Department of Radiology, Perelman School of Medicine, University of Pennsylvania, Philadelphia, PA, USA.
Center for Biomedical Image Computing and Analytics, Perelman School of Medicine, University of Pennsylvania, Philadelphia, PA, USA.
J Child Psychol Psychiatry. 2022 Apr;63(4):444-446. doi: 10.1111/jcpp.13593. Epub 2022 Mar 7.

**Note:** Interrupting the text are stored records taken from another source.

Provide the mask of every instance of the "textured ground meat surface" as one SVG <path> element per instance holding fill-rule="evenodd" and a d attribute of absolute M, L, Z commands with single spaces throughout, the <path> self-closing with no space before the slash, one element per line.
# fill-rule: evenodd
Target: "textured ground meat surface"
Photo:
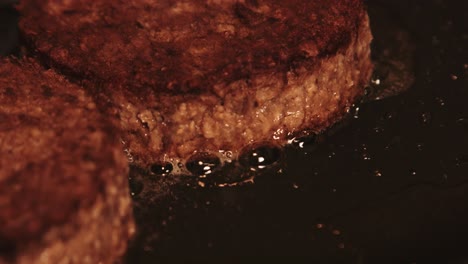
<path fill-rule="evenodd" d="M 321 132 L 372 71 L 361 0 L 25 0 L 19 10 L 29 47 L 89 88 L 144 166 Z"/>
<path fill-rule="evenodd" d="M 133 232 L 115 127 L 52 70 L 0 61 L 0 263 L 111 263 Z"/>

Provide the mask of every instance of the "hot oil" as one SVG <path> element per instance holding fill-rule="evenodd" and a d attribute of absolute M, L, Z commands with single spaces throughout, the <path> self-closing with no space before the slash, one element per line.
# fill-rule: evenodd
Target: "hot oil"
<path fill-rule="evenodd" d="M 129 263 L 181 252 L 319 263 L 465 252 L 457 250 L 468 235 L 468 37 L 448 14 L 441 1 L 374 2 L 368 97 L 329 132 L 264 152 L 279 156 L 272 164 L 253 146 L 217 168 L 195 159 L 190 176 L 134 174 L 144 187 L 134 197 L 141 234 Z"/>

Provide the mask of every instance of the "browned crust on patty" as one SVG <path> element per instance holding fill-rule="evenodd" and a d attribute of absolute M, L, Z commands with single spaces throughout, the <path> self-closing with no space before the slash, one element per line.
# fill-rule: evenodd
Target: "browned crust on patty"
<path fill-rule="evenodd" d="M 26 0 L 19 9 L 34 53 L 88 87 L 145 166 L 321 132 L 372 71 L 361 0 Z"/>
<path fill-rule="evenodd" d="M 19 9 L 26 39 L 53 64 L 141 97 L 313 70 L 365 15 L 360 0 L 25 0 Z"/>
<path fill-rule="evenodd" d="M 1 60 L 1 246 L 16 250 L 22 263 L 48 263 L 28 252 L 58 244 L 76 247 L 47 251 L 49 263 L 76 258 L 74 251 L 90 254 L 91 246 L 70 241 L 109 217 L 115 224 L 102 232 L 125 245 L 133 228 L 128 165 L 115 133 L 80 87 L 35 62 Z M 98 242 L 100 235 L 92 234 Z M 107 261 L 122 254 L 115 241 L 108 244 L 116 252 Z"/>

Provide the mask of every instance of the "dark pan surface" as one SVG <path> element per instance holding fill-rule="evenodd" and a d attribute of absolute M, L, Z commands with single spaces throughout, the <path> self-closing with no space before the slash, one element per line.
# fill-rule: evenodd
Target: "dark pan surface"
<path fill-rule="evenodd" d="M 411 88 L 364 103 L 358 118 L 320 142 L 287 149 L 254 184 L 201 188 L 134 169 L 140 234 L 127 263 L 251 255 L 468 261 L 468 2 L 369 5 L 374 25 L 390 21 L 410 33 Z M 3 54 L 15 50 L 9 14 L 0 13 Z"/>

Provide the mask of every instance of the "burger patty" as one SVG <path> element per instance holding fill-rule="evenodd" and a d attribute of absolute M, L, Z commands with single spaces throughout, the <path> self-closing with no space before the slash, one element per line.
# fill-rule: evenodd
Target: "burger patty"
<path fill-rule="evenodd" d="M 127 177 L 80 87 L 0 60 L 0 263 L 112 263 L 134 229 Z"/>
<path fill-rule="evenodd" d="M 19 10 L 29 47 L 119 120 L 143 166 L 235 159 L 249 144 L 320 133 L 372 71 L 362 0 L 25 0 Z"/>

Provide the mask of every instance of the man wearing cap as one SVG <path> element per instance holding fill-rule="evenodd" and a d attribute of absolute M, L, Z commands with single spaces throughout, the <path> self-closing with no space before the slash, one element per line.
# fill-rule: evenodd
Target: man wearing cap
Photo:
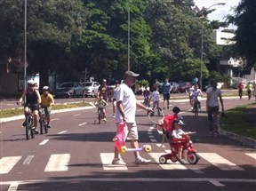
<path fill-rule="evenodd" d="M 131 140 L 131 146 L 132 148 L 139 147 L 139 135 L 137 124 L 135 122 L 136 108 L 139 107 L 148 112 L 153 112 L 152 108 L 145 107 L 140 101 L 137 101 L 135 94 L 132 90 L 132 86 L 135 84 L 136 77 L 139 74 L 135 74 L 132 71 L 126 71 L 124 76 L 124 83 L 119 85 L 119 89 L 116 92 L 116 110 L 115 121 L 116 123 L 117 131 L 121 122 L 125 121 L 128 127 L 127 138 Z M 148 163 L 151 160 L 142 158 L 139 152 L 134 152 L 135 163 Z M 125 165 L 125 163 L 119 155 L 118 149 L 115 147 L 115 157 L 112 161 L 112 164 Z"/>
<path fill-rule="evenodd" d="M 50 115 L 52 106 L 53 106 L 54 104 L 54 99 L 53 96 L 49 92 L 49 91 L 50 88 L 48 86 L 43 87 L 43 94 L 41 95 L 41 107 L 44 109 L 48 128 L 51 128 Z"/>

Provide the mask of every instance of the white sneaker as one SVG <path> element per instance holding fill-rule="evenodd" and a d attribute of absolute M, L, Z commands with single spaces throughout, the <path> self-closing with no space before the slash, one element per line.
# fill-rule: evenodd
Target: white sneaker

In this commentary on 'Translational Machine Learning for Child and Adolescent Psychiatry,' by Dwyer and Koutsouleris, we summarize some of the main points made by the authors, which highlight the importance of emerging applications of machine learning for psychiatric disorders in youth but also emphasize principles of good practice. We also offer complementary insights regarding large-scale training, harmonization, and the ability of these artificial intelligence models to adapt to new datasets, which is critical for their stability across imaging centers, and hence for their widespread clinical adoption.
在对 Dwyer 和 Koutsouleris 的“儿童和青少年精神病学的转化机器学习”一文的评论中,我们总结了作者提出的一些要点,这些要点强调了机器学习在青年精神障碍中的新兴应用的重要性,但也强调了良好实践的原则。我们还提供了关于大规模培训、协调以及这些人工智能模型适应新数据集的能力的补充见解,这对于它们在成像中心之间的稳定性以及在广泛的临床应用中至关重要。